Selasa 03 Apr 2018 21:14 WIB

Hutan Puncak Diprediksi Habis 2027

Enam hektare lahan telah digunakan sebagai lokasi tempat tinggal atau vila.

Rep: Zahrotul Oktaviani/ Red: Ani Nursalikah
Jalur Puncak Pass Cianjur, Kecamatan Cipanas mengalami longsor, Rabu (28/4). Polisi kini melakukan penutupan jalan.
Foto: Humas Polres Bogor
Jalur Puncak Pass Cianjur, Kecamatan Cipanas mengalami longsor, Rabu (28/4). Polisi kini melakukan penutupan jalan.

REPUBLIKA.CO.ID, CISARUA -- Alih fungsi lahan puncak merupakan perdebatan dan masalah sejak lama. Sejak dulu keberadaan bangunan di Puncak, Jawa Barat menjadi perdebatan dan polemik tersendiri.

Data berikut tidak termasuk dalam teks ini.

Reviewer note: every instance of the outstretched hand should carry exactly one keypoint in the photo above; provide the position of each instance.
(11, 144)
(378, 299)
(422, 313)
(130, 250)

Anggi Putra Prayoga selaku peneliti Forest Watch Indonesia (FWI) menyatakan dari penelitian yang dilakukan pada 2000 hingga 2016, rata-rata setiap tahunnya Puncak kehilangan 350 hektare lahan. Hal ini terjadi terus-menerus dan lahan berubah menjadi tempat tinggal atau lokasi wisata.

"Itu diprediksi kalau tidak ada intervensi dan upaya perbaikan, kira-kira akan hilang hutan itu di 2027," ujar Anggi kepada Republika.co.id, Selasa (3/4).

Lahan yang hilang ini berubah fungsi menjadi berbagai hal, diantaranya tahap awal menjadi semak belukar, pertanian, hingga paling tinggi berubah menjadi hunian. Hunian disini bisa berupa rumah warga atau pembangunan vila-vila megah di atas kawasan konservasi.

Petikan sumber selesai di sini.